14. BILLING FOOTNOTES, SERVICES AND FEES
14.1. Freephone pricing indicated designates freephone access from landline unless otherwise specified. Please note that additional charges may be incurred should freephone numbers be dialled via mobile phone and/or payphone.
14.2. Pricing for moderator dial out is specific to dial out to landline unless otherwise specified. Additional charges may be incurred for dial out to mobile phones.

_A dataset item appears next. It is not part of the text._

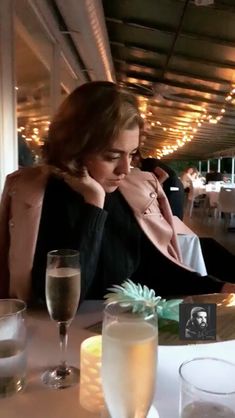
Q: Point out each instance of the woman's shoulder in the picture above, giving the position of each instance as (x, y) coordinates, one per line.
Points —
(139, 182)
(136, 175)
(27, 175)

14.3. PGi defines a typical conference call as 3 participants or more. For GlobalMeet® India calls with less than three participants, PGi will apply a minimum conference connections charge at the India National rate. This does not affect operator assisted calls.
14.4. Where no rates have been agreed, PGi standard list rates will apply.Standard list rates can be obtained from your account manager.
14.5. PGi shall bill and You shall pay PGi in the currency so designated in this Agreement. Notwithstanding, where Parties have agreed to local currency billing, the Parties shall use the following methodology to set exchange rates for the purposes of converting the rates set forth in this Agreement to other currencies. PGi shall use, and shall bill You according to, the end of day exchange rates as published in the Wall Street Journal on the Start Date for the Term of this Agreement. If international sales, please note that Clause 7.9 of these Terms and Conditions may apply.
14.6. PGi invoices the cost of the call on a per minute and per participant basis and rounds the price of the call to the nearest whole cent.
14.7. Call set-up and disconnect charges apply to all inbound and outbound legs of all calls.
14.8. PGi applies a per minute surcharge to each Minute using US freephone access originating from Alaska, Hawaii or any US Territory, the Caribbean or Canada.
14.9. Customers will be charged overage fees for minutes used and exceeding minimums available to Customer pursuant to specific price plans offered from PGi and agreed by customer.
14.10 Pooling of audio minutes from multiple Named Users is not permitted
14.11 Customer agrees to pay all the taxes collected by PGi that are charged as per the applicable law.
14.12 Post Passcode Custom Prompts. Subsequent to the initial one year term, there is an Annual Maintenance Fee of $1,300/73,450 INR.
These Terms and Conditions were last revised in October 2016 and are subject to periodic revisions and updates.